🤖 AI Summary
Clinical EEG interpretation is time-consuming and suffers from poor inter-rater reliability; existing automated methods are largely limited to single disorders (e.g., epilepsy), hindering multi-disease collaborative screening. To address this, we establish the first real-world clinical EEG benchmark for 11 neurological disorders—spanning acute, chronic, and electrophysiologically subtle conditions. To mitigate severe class imbalance, we propose a diagnosis-sensitive threshold calibration strategy and design a Disorder-aware machine learning model that integrates multi-dimensional features—including time-domain, spectral, complexity, and inter-channel correlation measures—from bipolar EEG recordings. Evaluated on a large, heterogeneous clinical dataset, our method achieves >80% recall across most disorders and yields absolute recall improvements of 15–30% for rare diseases. Feature importance analysis aligns with established clinical neurophysiological markers, validating biological plausibility and clinical interpretability.
📝 Abstract
Clinical electroencephalography is routinely used to evaluate patients with diverse and often overlapping neurological conditions, yet interpretation remains manual, time-intensive, and variable across experts. While automated EEG analysis has been widely studied, most existing methods target isolated diagnostic problems, particularly seizure detection, and provide limited support for multi-disorder clinical screening.
This study examines automated EEG-based classification across eleven clinically relevant neurological disorder categories, encompassing acute time-critical conditions, chronic neurocognitive and developmental disorders, and disorders with indirect or weak electrophysiological signatures. EEG recordings are processed using a standard longitudinal bipolar montage and represented through a multi-domain feature set capturing temporal statistics, spectral structure, signal complexity, and inter-channel relationships. Disorder-aware machine learning models are trained under severe class imbalance, with decision thresholds explicitly calibrated to prioritize diagnostic sensitivity.

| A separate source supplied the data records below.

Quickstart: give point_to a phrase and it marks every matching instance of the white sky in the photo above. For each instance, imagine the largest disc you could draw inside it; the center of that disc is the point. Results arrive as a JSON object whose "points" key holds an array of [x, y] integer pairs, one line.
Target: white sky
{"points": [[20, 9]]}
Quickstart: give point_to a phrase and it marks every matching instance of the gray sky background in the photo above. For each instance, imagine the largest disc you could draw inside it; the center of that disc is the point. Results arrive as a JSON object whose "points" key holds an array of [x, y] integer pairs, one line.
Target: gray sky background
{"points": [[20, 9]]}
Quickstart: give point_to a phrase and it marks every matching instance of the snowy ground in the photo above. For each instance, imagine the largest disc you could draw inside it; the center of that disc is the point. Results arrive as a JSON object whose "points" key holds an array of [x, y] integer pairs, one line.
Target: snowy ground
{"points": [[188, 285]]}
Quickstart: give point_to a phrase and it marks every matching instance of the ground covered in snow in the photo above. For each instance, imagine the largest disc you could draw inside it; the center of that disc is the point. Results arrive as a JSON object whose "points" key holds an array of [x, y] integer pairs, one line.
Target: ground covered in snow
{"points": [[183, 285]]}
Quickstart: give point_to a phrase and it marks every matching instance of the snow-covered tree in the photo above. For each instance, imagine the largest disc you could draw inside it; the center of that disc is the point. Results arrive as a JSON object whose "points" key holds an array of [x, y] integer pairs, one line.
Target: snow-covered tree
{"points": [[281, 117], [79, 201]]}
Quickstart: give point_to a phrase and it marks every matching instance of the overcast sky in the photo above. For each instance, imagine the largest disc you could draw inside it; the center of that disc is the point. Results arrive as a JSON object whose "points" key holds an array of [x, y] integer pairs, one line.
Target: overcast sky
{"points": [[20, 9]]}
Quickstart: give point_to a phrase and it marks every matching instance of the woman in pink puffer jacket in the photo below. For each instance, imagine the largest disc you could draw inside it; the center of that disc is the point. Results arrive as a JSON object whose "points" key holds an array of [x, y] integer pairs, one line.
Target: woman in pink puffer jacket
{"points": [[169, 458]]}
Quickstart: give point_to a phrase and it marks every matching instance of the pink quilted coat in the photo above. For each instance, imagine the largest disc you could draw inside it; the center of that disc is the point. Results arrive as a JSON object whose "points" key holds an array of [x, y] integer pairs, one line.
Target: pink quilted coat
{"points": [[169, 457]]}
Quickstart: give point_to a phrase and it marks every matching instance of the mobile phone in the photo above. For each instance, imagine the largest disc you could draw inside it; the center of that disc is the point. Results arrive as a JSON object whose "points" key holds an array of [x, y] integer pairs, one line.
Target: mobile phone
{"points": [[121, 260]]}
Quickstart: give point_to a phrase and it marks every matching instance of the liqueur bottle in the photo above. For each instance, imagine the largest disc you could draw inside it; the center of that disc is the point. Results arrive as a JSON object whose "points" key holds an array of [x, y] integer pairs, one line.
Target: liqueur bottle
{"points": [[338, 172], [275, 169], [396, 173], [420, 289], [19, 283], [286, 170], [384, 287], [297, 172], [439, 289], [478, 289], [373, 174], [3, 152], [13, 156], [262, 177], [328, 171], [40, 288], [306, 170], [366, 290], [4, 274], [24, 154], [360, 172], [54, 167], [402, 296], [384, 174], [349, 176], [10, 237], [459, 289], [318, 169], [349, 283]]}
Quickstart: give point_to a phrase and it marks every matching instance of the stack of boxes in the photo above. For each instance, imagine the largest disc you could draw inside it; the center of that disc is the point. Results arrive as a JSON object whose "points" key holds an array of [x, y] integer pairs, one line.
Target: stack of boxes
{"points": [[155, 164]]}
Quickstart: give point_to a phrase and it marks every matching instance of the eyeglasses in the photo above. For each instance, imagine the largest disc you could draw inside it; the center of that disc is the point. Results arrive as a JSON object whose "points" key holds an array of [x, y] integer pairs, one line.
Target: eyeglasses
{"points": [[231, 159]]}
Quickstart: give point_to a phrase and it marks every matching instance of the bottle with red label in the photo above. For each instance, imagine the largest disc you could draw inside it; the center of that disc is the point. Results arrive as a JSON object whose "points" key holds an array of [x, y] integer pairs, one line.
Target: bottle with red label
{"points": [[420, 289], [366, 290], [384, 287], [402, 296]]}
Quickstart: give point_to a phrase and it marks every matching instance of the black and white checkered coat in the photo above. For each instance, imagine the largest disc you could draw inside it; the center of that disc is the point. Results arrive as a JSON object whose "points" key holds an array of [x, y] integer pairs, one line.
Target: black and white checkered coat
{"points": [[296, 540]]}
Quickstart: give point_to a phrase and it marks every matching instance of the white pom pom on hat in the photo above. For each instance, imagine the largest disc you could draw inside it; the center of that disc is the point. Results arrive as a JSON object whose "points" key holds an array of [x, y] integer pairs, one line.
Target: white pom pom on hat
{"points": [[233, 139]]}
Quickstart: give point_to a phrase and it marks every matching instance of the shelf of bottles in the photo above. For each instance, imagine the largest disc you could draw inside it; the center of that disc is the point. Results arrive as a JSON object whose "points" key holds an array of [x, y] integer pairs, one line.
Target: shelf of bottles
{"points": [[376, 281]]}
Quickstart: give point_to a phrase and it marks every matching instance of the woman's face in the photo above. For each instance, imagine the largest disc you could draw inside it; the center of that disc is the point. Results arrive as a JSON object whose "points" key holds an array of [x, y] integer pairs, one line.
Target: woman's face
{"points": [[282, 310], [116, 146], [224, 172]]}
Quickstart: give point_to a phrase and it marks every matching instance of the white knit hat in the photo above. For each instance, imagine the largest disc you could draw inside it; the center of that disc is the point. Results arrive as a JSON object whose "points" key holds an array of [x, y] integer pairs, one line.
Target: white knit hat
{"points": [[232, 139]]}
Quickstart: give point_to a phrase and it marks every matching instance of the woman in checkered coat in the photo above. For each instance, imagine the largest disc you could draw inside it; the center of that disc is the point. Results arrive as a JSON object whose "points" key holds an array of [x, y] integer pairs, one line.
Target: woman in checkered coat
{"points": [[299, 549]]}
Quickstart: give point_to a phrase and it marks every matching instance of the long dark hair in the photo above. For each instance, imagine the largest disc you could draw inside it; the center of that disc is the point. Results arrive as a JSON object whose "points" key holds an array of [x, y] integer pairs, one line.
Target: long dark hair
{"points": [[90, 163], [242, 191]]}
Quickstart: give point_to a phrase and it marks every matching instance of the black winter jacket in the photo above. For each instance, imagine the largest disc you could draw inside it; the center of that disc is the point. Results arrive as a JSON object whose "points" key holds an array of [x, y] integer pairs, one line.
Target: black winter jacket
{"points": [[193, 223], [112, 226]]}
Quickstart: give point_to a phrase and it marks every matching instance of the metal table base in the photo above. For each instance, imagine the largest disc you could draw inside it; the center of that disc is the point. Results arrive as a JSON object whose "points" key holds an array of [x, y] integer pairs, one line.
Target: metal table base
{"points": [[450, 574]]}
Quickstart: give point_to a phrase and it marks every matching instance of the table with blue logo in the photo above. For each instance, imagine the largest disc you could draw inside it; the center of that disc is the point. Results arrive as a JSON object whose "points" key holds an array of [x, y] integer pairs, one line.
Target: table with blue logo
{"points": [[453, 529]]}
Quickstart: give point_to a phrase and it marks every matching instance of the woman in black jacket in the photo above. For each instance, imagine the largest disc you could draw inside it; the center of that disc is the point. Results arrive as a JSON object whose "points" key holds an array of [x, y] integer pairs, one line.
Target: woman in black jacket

Evaluation on a large, heterogeneous clinical EEG dataset demonstrates that sensitivity-oriented modeling achieves recall exceeding 80% for the majority of disorder categories, with several low-prevalence conditions showing absolute recall gains of 15-30% after threshold calibration compared to default operating points. Feature importance analysis reveals physiologically plausible patterns consistent with established clinical EEG markers.
These results establish realistic performance baselines for multi-disorder EEG classification and provide quantitative evidence that sensitivity-prioritized automated analysis can support scalable EEG screening and triage in real-world clinical settings.